Why aren’t you drinking?
It’s incredible how this question can really freak people out. Trust me; I get it. It used to freak me out too.
Before becoming a life coach, I worked in communications, so I’m pretty good at writing up rock-solid talking points. Give me a set of tough questions, and I’ll draft foolproof answers. But for a long time this question was impossible for me to crack.
What did I do? I ran from it.
I spent a ton of energy trying to dodge the question rather than face up to answering it. Mostly, I think I was afraid of having a explain myself. Like I needed a really good reason to prove that not drinking and being normal could go together.
Why is that? Why do we convince ourselves that we owe people an explanation?
Here’s what I noticed.
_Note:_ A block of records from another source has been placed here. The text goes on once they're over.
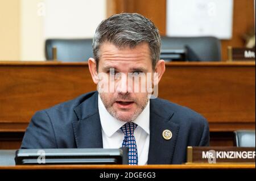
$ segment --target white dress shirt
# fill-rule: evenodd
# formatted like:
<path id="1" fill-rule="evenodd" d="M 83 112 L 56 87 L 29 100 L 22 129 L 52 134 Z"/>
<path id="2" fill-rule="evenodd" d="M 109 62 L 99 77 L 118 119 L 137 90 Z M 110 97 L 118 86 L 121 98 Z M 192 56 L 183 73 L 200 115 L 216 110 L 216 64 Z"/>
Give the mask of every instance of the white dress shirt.
<path id="1" fill-rule="evenodd" d="M 106 110 L 98 96 L 98 111 L 102 132 L 103 148 L 115 149 L 122 147 L 124 134 L 119 129 L 125 122 L 113 117 Z M 134 123 L 138 126 L 134 131 L 138 151 L 138 165 L 147 163 L 150 142 L 150 102 Z"/>

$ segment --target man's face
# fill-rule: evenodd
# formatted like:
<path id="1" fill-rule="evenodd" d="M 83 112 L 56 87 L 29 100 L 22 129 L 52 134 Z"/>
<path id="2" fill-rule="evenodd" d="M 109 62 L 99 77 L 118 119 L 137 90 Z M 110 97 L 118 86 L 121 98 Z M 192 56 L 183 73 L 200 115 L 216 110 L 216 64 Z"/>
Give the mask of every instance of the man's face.
<path id="1" fill-rule="evenodd" d="M 148 93 L 146 89 L 146 91 L 141 91 L 142 86 L 146 86 L 143 78 L 141 77 L 139 82 L 135 82 L 129 74 L 133 73 L 134 77 L 136 77 L 153 73 L 148 45 L 142 43 L 133 49 L 129 47 L 119 49 L 111 43 L 105 43 L 101 46 L 100 54 L 98 74 L 106 73 L 108 78 L 122 74 L 120 78 L 107 83 L 110 86 L 109 84 L 114 82 L 114 91 L 100 93 L 105 107 L 119 120 L 125 122 L 134 120 L 146 106 Z M 114 72 L 110 71 L 110 69 L 114 69 Z M 133 82 L 132 86 L 130 82 Z M 134 91 L 136 86 L 139 87 L 138 92 Z"/>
The less I viewed my decision not to drink as a “big deal” the fewer reactions I got from people when I simply said, “I don’t drink.” When I made it a big deal, they made it a big deal.
When I had thoughts and fears attached to that statement, the energy behind those words totally changed. I didn’t deliver them in a self-assured, who-cares kind of way because I didn’t believe my answer was a who-cares kind of thing. I thought it meant something about me. I thought it was a big deal, and that energy came through in my answer.
The more worried I was about the question, the more people pried.
Your work then is to understand what, if anything, your answer means about you. Is it a sign that something is wrong with you or a pretty insignificant detail among the hundreds, if not thousands, of details about yourself?
You get to decide. But remember it’s less about landing on the perfect response and more about deciding what you want your answer to mean about you.